1. a forward port from 2.6.24 to 2.6.26 (CIFS v1.52) - I just had to apply 4 patches:
  - cifs-no-iget-ce634ab28e7dbcc13ebe6e7bc5bc7de4f8def4c8.patch
  - cifs-pagecache-zeroing-eebd2aa355692afaf9906f62118620f1a1c19dbb.patch
  - cifs-remove-proc-root-fs-36a5aeb8787fbf92510ed20d806e229c55726f93.patch
  - cifs-sane-umount-begin-42faad99658eed7ca8bd328ffa4bcb7d78c9bcca.patch

  this compiles but has the same problem

2. a backport from 2.6.27-rc5-git6 (CIFS v1.54):
  - cifs-DFS-connects-inode-with-dfs-handling.patch
  - cifs-pass-path-to-do-add-mount.diff
  - cifs-drop-kmem-cache-argument-from-constructor.patch
  - cifs-sanitize-permission-prototype-patch
  - cifs-generic_llseek.diff
  - cifs-tryloc-page-rename.diff

  same problem

But it seems that the locking is working "correctly". If I open the document with the 2.6.26 kernel, and switch to the other computer running 2.6.24, I get the OOo IO error message.

So my guess would be, that some kernel semantics have changed, as the old module has the same problem with the new kernel.

There is also a strange OOo phenomenon:

P1: Open document - ok
P2: Open document - kind of fails - you get the OOo filter selection dialog.
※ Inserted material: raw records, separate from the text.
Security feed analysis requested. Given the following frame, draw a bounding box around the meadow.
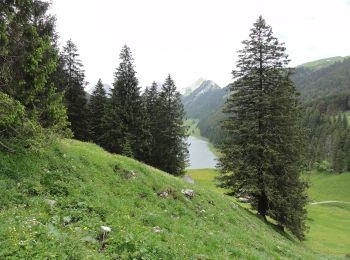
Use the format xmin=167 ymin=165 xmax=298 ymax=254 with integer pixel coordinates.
xmin=187 ymin=169 xmax=350 ymax=256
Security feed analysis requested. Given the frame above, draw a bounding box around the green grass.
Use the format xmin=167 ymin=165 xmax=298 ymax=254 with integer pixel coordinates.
xmin=187 ymin=169 xmax=350 ymax=257
xmin=186 ymin=169 xmax=226 ymax=194
xmin=0 ymin=140 xmax=325 ymax=259
xmin=184 ymin=119 xmax=201 ymax=138
xmin=298 ymin=56 xmax=349 ymax=70
xmin=305 ymin=172 xmax=350 ymax=256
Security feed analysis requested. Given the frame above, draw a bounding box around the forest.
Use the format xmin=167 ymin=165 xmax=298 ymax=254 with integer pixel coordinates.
xmin=0 ymin=0 xmax=350 ymax=259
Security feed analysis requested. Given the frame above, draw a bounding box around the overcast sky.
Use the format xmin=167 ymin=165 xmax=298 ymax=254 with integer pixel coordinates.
xmin=51 ymin=0 xmax=350 ymax=91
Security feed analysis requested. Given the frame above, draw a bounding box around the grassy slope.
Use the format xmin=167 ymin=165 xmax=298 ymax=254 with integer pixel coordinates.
xmin=0 ymin=140 xmax=326 ymax=259
xmin=298 ymin=56 xmax=348 ymax=70
xmin=306 ymin=172 xmax=350 ymax=255
xmin=187 ymin=169 xmax=350 ymax=256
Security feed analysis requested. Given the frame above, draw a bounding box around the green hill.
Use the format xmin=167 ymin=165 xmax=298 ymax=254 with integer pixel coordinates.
xmin=297 ymin=56 xmax=349 ymax=71
xmin=0 ymin=140 xmax=328 ymax=259
xmin=187 ymin=169 xmax=350 ymax=257
xmin=305 ymin=172 xmax=350 ymax=256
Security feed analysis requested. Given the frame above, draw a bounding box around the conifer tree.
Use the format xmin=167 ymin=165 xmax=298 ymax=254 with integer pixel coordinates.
xmin=143 ymin=82 xmax=159 ymax=167
xmin=88 ymin=79 xmax=107 ymax=145
xmin=0 ymin=0 xmax=67 ymax=132
xmin=154 ymin=75 xmax=188 ymax=175
xmin=219 ymin=16 xmax=307 ymax=239
xmin=61 ymin=40 xmax=88 ymax=140
xmin=103 ymin=45 xmax=148 ymax=158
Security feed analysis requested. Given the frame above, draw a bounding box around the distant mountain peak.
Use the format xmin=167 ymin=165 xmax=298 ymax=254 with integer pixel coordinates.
xmin=180 ymin=78 xmax=206 ymax=96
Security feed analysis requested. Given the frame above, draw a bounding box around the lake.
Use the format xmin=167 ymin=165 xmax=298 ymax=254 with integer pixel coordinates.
xmin=187 ymin=136 xmax=217 ymax=169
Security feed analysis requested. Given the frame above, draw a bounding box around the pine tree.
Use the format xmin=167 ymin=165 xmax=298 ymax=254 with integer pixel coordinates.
xmin=103 ymin=45 xmax=148 ymax=158
xmin=61 ymin=40 xmax=88 ymax=140
xmin=0 ymin=0 xmax=67 ymax=132
xmin=154 ymin=75 xmax=188 ymax=175
xmin=143 ymin=82 xmax=159 ymax=167
xmin=88 ymin=79 xmax=107 ymax=145
xmin=219 ymin=16 xmax=307 ymax=239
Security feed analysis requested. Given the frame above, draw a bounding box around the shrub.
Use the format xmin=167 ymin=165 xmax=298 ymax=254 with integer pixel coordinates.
xmin=315 ymin=160 xmax=333 ymax=172
xmin=0 ymin=92 xmax=43 ymax=152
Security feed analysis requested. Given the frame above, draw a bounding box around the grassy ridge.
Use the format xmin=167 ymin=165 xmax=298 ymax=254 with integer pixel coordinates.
xmin=0 ymin=140 xmax=322 ymax=259
xmin=305 ymin=172 xmax=350 ymax=255
xmin=187 ymin=169 xmax=350 ymax=256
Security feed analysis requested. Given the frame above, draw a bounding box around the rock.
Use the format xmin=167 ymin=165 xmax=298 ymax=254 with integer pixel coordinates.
xmin=101 ymin=226 xmax=112 ymax=233
xmin=231 ymin=204 xmax=238 ymax=209
xmin=45 ymin=199 xmax=57 ymax=207
xmin=181 ymin=189 xmax=194 ymax=199
xmin=63 ymin=216 xmax=72 ymax=225
xmin=158 ymin=191 xmax=169 ymax=199
xmin=153 ymin=226 xmax=162 ymax=233
xmin=182 ymin=175 xmax=194 ymax=184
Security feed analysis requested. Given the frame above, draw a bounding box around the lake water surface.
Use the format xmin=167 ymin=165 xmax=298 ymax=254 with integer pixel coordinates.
xmin=187 ymin=136 xmax=217 ymax=169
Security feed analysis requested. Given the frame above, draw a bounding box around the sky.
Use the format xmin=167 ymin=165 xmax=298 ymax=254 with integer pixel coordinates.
xmin=51 ymin=0 xmax=350 ymax=89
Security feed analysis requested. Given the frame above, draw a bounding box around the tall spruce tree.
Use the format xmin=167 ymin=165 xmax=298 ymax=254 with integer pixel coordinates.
xmin=103 ymin=45 xmax=148 ymax=158
xmin=154 ymin=75 xmax=188 ymax=175
xmin=61 ymin=40 xmax=88 ymax=140
xmin=219 ymin=16 xmax=307 ymax=239
xmin=88 ymin=79 xmax=107 ymax=145
xmin=142 ymin=82 xmax=159 ymax=167
xmin=0 ymin=0 xmax=67 ymax=132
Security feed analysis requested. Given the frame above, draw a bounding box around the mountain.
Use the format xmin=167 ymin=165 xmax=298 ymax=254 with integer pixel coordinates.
xmin=180 ymin=78 xmax=205 ymax=96
xmin=292 ymin=57 xmax=350 ymax=101
xmin=182 ymin=80 xmax=227 ymax=120
xmin=0 ymin=139 xmax=325 ymax=259
xmin=297 ymin=56 xmax=349 ymax=71
xmin=86 ymin=83 xmax=112 ymax=95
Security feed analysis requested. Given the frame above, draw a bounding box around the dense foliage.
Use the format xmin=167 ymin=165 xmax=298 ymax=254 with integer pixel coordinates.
xmin=292 ymin=58 xmax=350 ymax=101
xmin=219 ymin=16 xmax=307 ymax=239
xmin=0 ymin=0 xmax=67 ymax=149
xmin=88 ymin=79 xmax=107 ymax=145
xmin=155 ymin=75 xmax=188 ymax=175
xmin=61 ymin=40 xmax=88 ymax=140
xmin=304 ymin=94 xmax=350 ymax=172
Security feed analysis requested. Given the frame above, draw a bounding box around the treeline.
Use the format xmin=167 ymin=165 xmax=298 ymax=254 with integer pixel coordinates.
xmin=0 ymin=0 xmax=188 ymax=175
xmin=304 ymin=94 xmax=350 ymax=173
xmin=292 ymin=58 xmax=350 ymax=102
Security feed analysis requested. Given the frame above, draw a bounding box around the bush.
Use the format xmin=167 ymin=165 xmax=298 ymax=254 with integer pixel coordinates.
xmin=314 ymin=160 xmax=333 ymax=172
xmin=0 ymin=92 xmax=42 ymax=152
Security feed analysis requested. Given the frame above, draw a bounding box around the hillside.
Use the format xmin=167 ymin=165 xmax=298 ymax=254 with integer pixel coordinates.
xmin=292 ymin=57 xmax=350 ymax=101
xmin=187 ymin=169 xmax=350 ymax=257
xmin=182 ymin=80 xmax=227 ymax=120
xmin=305 ymin=172 xmax=350 ymax=256
xmin=0 ymin=140 xmax=328 ymax=259
xmin=297 ymin=56 xmax=349 ymax=71
xmin=183 ymin=57 xmax=350 ymax=144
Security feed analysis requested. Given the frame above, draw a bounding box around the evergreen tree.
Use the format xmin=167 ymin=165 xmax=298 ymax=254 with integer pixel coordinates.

I guess OOo opens a zero size document - on selection you get the IO error msg.
P2: Open document again - see previous.

On the other hand:

P1: Open document - ok
P2: Open document - fails with filter dialog
P1: Close document
P2: Open document - ok
P1: Open document - ok, opend in read-only mode

When mounted I get this debug info:

# cat /proc/fs/cifs/DebugData
Display Internal CIFS Data Structures for Debugging
CIFS Version 1.52
Active VFS Requests: 0
1) Name:  Domain: TVC.MUENCHEN.DE Mounts: 1 OS: Windows 5.0
        NOS: Windows 2000 LAN Manager   Capability: 0xd3fd
        SMB session status: 1   TCP status: 1
        Local Users To Server: 1 SecMode: 0x3 Req On Wire: 0

1) \\netapp-fas250/\cifs Uses: 1 Type: NTFS DevInfo: 0x20 Attributes: 0x4000f
PathComponentMax: 255 Status: 1 type: DISK

The module is compiled with the kernel config (make -C /usr/src/linux-headers-2.6.26-1-686 M=`pwd`)
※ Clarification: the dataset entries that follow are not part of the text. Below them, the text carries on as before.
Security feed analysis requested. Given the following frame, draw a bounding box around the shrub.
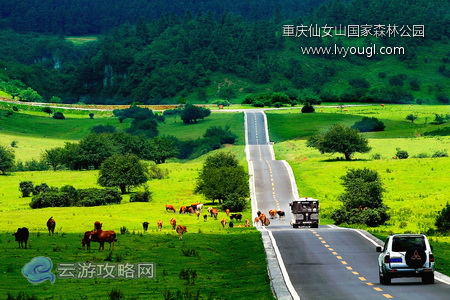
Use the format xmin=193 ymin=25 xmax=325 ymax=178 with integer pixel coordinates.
xmin=19 ymin=181 xmax=33 ymax=197
xmin=30 ymin=191 xmax=71 ymax=209
xmin=352 ymin=117 xmax=386 ymax=132
xmin=53 ymin=111 xmax=66 ymax=120
xmin=130 ymin=187 xmax=152 ymax=202
xmin=395 ymin=148 xmax=409 ymax=159
xmin=431 ymin=150 xmax=448 ymax=157
xmin=302 ymin=104 xmax=316 ymax=114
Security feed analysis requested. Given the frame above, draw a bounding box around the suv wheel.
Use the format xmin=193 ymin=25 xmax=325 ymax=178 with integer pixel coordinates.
xmin=379 ymin=274 xmax=391 ymax=285
xmin=422 ymin=273 xmax=434 ymax=284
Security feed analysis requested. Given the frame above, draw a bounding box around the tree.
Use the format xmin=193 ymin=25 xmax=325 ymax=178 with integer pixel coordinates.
xmin=0 ymin=145 xmax=15 ymax=175
xmin=42 ymin=148 xmax=64 ymax=171
xmin=195 ymin=152 xmax=249 ymax=203
xmin=306 ymin=124 xmax=371 ymax=160
xmin=331 ymin=168 xmax=389 ymax=226
xmin=406 ymin=114 xmax=417 ymax=123
xmin=97 ymin=154 xmax=148 ymax=194
xmin=435 ymin=203 xmax=450 ymax=232
xmin=181 ymin=103 xmax=211 ymax=124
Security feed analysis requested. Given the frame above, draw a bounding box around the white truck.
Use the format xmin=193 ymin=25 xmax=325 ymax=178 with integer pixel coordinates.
xmin=289 ymin=197 xmax=319 ymax=228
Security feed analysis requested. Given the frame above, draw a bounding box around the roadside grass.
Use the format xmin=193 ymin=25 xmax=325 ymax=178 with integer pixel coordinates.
xmin=0 ymin=146 xmax=272 ymax=299
xmin=266 ymin=105 xmax=450 ymax=142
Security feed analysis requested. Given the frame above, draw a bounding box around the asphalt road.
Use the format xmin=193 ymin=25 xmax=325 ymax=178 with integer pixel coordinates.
xmin=246 ymin=111 xmax=450 ymax=300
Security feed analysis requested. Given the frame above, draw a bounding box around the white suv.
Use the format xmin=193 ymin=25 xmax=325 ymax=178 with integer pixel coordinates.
xmin=377 ymin=234 xmax=434 ymax=284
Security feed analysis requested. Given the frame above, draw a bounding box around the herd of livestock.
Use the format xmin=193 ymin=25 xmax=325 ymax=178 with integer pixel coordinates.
xmin=13 ymin=203 xmax=285 ymax=250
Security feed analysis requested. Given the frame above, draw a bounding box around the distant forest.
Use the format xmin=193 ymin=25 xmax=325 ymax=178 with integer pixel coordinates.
xmin=0 ymin=0 xmax=450 ymax=104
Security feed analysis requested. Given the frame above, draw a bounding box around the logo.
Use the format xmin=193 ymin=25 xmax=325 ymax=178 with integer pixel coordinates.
xmin=22 ymin=256 xmax=55 ymax=284
xmin=411 ymin=250 xmax=422 ymax=260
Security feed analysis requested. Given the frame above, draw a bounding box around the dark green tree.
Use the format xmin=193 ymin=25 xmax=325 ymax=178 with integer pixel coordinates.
xmin=42 ymin=147 xmax=64 ymax=171
xmin=181 ymin=103 xmax=211 ymax=124
xmin=0 ymin=145 xmax=15 ymax=175
xmin=435 ymin=203 xmax=450 ymax=232
xmin=97 ymin=154 xmax=148 ymax=194
xmin=306 ymin=124 xmax=371 ymax=160
xmin=331 ymin=168 xmax=389 ymax=226
xmin=195 ymin=152 xmax=249 ymax=203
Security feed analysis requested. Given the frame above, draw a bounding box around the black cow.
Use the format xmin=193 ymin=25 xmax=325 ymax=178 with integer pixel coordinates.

All tested kernels have the following CIFS config:

# CONFIG_CIFS_STATS is not set
# CONFIG_CIFS_DEBUG2 is not set

I also tried to enabled CONFIG_CIFS_EXPERIMENTAL, but this didn't help or change anything.
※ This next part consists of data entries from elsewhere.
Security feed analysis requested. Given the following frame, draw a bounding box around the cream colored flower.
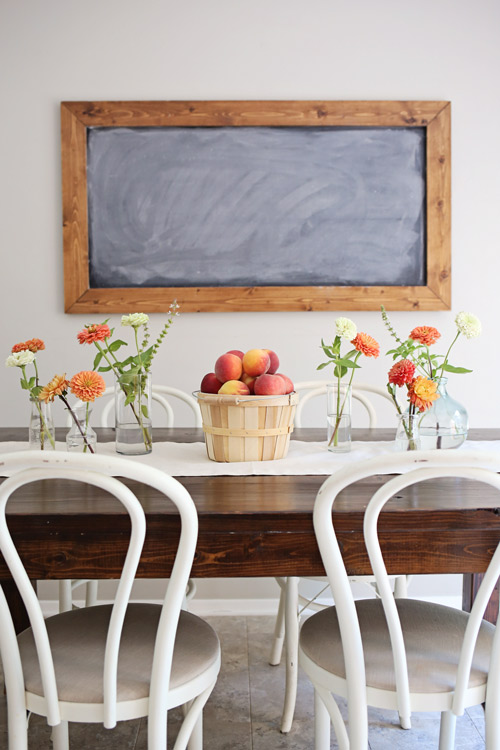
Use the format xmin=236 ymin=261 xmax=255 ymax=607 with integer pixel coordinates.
xmin=335 ymin=318 xmax=358 ymax=341
xmin=455 ymin=312 xmax=481 ymax=339
xmin=5 ymin=349 xmax=35 ymax=367
xmin=122 ymin=313 xmax=149 ymax=328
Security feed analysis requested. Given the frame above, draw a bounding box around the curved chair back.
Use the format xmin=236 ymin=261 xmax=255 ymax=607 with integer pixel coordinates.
xmin=0 ymin=451 xmax=198 ymax=727
xmin=294 ymin=380 xmax=393 ymax=427
xmin=314 ymin=451 xmax=500 ymax=748
xmin=66 ymin=385 xmax=202 ymax=427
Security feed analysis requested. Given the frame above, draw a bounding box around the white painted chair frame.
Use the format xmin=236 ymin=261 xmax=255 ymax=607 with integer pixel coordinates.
xmin=0 ymin=451 xmax=220 ymax=750
xmin=299 ymin=451 xmax=500 ymax=750
xmin=59 ymin=385 xmax=202 ymax=612
xmin=269 ymin=379 xmax=408 ymax=733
strace'ing OOo didn't help me understand what's going on. soffice calls a lot of sched_yield, when blocked and I can see some polls on the unix socket to X timeouts every few thousend yields. The log is more the 100 MB - I can send a compressed file or put it on some webspace, if needed.
Comment 1 Jan-Marek Glogowski 2008-09-05 09:45:11 UTC
From investigating the OOo strace, it seems, that the process is actually waiting for a futex, which always returns ETIMEDOUT.
Comment 2 Jan-Marek Glogowski 2008-09-19 12:01:21 UTC
This is actually a problem of the combination

1. on-access virus scanner via dazuko
2. OOo locking 

If I disable dazuko via kernel cmdline, locking works fast again. The strange OOo lock handling still doesn't change, but compared to the FS stalls it's a minor problem.